On May 21, 2012, Omnicell, Inc. (“Omnicell”), completed its merger with MedPak Holdings, Inc. (“MedPak”) pursuant to an Agreement and Plan of Merger (the “Merger Agreement”) under which Mercury Acquisition Corp (“Merger Sub”), a newly formed Omnicell subsidiary, was merged with and into MedPak, with MedPak surviving the merger as a wholly-owned subsidiary of Omnicell.
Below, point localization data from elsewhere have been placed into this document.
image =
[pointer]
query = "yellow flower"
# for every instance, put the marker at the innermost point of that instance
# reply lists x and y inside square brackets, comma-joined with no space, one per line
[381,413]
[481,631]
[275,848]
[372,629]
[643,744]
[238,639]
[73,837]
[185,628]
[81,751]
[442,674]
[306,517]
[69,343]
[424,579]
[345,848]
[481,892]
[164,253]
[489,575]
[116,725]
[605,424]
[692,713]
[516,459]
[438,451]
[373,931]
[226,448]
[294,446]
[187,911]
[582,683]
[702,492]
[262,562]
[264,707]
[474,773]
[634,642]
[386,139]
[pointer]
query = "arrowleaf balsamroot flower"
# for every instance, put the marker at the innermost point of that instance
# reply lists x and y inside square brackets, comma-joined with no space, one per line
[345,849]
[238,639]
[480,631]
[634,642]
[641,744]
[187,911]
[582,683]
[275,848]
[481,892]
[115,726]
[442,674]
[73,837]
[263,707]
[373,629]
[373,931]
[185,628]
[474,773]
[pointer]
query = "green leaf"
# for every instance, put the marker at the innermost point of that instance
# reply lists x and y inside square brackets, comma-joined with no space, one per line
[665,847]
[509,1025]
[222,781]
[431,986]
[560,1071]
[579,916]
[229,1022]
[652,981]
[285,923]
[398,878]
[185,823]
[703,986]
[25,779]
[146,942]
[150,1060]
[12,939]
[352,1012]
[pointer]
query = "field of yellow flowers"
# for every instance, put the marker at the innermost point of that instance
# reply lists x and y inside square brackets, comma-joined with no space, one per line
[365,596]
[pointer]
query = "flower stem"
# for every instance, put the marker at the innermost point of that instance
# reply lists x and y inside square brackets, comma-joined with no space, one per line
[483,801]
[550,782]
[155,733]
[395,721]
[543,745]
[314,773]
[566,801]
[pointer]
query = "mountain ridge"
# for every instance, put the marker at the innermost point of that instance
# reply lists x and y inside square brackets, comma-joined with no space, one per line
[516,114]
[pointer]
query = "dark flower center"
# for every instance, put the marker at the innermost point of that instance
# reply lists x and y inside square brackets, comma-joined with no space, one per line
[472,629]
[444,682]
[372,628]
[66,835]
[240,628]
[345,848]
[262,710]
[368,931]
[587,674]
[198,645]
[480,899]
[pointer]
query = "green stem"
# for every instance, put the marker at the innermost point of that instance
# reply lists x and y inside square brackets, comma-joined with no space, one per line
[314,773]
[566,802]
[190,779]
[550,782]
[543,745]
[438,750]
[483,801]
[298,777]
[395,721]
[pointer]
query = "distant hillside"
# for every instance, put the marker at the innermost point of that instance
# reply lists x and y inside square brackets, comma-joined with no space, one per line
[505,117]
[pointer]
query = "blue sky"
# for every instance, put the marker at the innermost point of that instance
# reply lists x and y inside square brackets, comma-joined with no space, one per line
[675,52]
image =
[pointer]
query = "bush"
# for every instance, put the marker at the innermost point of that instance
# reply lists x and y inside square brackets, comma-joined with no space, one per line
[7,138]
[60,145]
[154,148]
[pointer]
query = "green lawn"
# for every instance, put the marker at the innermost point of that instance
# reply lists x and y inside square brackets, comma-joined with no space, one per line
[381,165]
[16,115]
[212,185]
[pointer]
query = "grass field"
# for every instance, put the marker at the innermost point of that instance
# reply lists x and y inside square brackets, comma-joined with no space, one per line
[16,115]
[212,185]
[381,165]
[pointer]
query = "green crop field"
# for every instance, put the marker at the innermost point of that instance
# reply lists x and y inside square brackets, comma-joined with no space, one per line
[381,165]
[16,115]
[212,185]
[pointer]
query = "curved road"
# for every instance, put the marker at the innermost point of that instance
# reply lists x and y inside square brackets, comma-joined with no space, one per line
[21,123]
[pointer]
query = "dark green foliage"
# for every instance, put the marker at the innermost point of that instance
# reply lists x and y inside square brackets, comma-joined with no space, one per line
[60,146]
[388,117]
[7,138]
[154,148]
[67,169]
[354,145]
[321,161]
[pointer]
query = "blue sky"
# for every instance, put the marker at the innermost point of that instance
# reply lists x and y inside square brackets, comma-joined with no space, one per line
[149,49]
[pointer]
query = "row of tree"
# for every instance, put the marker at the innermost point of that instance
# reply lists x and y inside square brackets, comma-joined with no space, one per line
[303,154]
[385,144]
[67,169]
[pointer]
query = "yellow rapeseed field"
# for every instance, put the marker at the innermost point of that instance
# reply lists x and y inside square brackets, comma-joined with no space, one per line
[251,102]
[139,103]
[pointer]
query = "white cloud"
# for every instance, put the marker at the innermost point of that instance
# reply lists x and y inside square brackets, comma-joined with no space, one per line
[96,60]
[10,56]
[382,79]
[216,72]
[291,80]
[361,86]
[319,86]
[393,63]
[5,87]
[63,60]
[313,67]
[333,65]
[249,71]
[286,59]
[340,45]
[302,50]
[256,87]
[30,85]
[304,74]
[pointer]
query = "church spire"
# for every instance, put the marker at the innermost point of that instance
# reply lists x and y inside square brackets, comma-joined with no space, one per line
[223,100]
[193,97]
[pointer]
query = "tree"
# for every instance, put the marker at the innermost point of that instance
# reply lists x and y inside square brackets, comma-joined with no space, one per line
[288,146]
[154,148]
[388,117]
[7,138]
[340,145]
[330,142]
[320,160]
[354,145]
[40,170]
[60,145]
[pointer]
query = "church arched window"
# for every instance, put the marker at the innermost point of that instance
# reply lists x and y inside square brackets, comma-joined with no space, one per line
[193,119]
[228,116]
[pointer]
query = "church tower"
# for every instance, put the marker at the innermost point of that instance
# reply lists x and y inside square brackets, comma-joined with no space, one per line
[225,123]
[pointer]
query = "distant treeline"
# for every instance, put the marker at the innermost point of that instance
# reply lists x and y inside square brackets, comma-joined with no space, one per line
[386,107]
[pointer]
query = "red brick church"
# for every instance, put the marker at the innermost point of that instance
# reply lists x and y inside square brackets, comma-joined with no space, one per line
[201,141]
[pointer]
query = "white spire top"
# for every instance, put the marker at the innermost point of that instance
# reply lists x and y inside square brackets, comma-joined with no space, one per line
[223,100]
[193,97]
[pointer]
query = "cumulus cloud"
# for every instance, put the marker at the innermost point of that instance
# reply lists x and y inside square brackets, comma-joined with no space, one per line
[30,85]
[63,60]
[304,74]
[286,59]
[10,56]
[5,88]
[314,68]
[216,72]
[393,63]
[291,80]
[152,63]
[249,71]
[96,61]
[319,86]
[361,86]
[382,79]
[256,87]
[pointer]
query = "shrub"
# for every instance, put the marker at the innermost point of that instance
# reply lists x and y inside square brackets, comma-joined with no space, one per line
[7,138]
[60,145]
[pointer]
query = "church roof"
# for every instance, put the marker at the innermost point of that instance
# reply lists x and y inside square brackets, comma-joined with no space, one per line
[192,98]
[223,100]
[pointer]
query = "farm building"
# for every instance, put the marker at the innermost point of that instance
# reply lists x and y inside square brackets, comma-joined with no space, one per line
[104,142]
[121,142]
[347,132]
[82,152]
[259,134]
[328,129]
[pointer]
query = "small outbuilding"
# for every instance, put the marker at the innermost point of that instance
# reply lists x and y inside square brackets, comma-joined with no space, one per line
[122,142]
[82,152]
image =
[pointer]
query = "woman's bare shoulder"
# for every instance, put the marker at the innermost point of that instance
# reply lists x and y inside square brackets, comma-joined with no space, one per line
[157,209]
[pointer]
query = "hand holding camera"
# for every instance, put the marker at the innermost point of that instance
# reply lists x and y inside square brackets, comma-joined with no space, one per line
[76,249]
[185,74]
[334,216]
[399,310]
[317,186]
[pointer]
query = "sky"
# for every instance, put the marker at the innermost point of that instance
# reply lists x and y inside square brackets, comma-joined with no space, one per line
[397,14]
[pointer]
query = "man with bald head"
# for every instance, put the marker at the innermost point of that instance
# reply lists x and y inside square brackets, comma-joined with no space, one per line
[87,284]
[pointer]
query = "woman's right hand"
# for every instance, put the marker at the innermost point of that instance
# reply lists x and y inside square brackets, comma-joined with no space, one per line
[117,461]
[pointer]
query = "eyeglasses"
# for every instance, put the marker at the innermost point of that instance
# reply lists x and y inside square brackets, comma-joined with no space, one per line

MedPak is the parent company of MTS Medication Technologies, Inc., a worldwide provider of medication adherence packaging systems and solutions.

 

On May 21, 2012, MedPak filed a Certificate of Merger with the Secretary of State of the State of Delaware whereupon Merger Sub was merged with and into MedPak.

 

Pursuant to the terms of the Merger Agreement, Omnicell paid approximately $158.3 million in cash after adjustments provided for in the Merger Agreement, of which approximately $13.45 million was placed in an escrow fund, which will ultimately be distributed to MedPak’s stockholders (subject to claims that Omnicell may make against the escrow fund for indemnification and other claims following the closing).

 

Item 9.01 Financial Statements and Exhibits.

 

(a)                                  Financial Statements of the Business Acquired.

 

The financial statements required by this Item, with respect to the acquisition described in Item 2.01 herein, will be filed as soon as practicable, and in any event not later than 71 days after the date on which this Current Report on Form 8-K was required to be filed pursuant to Item 2.01.

 

(b)                                 Pro Forma Financial Information.

 

The financial statements required by this Item, with respect to the acquisition described in Item 2.01 herein, will be filed as soon as practicable, and in any event not later than 71 days after the date on which this Current Report on Form 8-K was required to be filed pursuant to Item 2.01.

 

(d)                                 Exhibits.

 

2.1                                                                                Agreement and Plan of Merger, dated as of April 26, 2012, by and among Omnicell, Inc., Mercury Acquisition Corp, MedPak Holdings, Inc., and Excellere Capital Management, LLC, incorporated by reference to Exhibit 2.1 to the Company’s Current Report on Form 8-K (File No. 000-33043) filed with the Commission on May 2, 2012.

 

99.1                                                                          Press release issued by Omnicell, Inc. on May 22, 2012.

 

2



 

SIGNATURE

 

Pursuant to the requirements of the Securities Exchange Act of 1934, as amended, the Registrant has duly caused this report to be signed on its behalf by the undersigned, hereunto duly authorized.

 

 

OMNICELL, INC.

 

 

Dated:  May 22, 2012

By:

/s/ Dan S. Johnston

 

 

Dan S. Johnston

 

 

Vice President and

 

 

General Counsel

 

3



 

EXHIBIT INDEX

 

Exhibit Number

 

Exhibit Title or Description

 

 

 

2.1

 

Agreement and Plan of Merger, dated as of April 26, 2012, by and among Omnicell, Inc., Mercury Acquisition Corp, MedPak Holdings, Inc., and Excellere Capital Management, LLC, incorporated by reference to Exhibit 2.1 to the Company’s Current Report on Form 8-K (File No. 000-33043) filed with the Commission on May 2, 2012.

 

 

 

99.1

 

Press release issued by Omnicell, Inc. on May 22, 2012.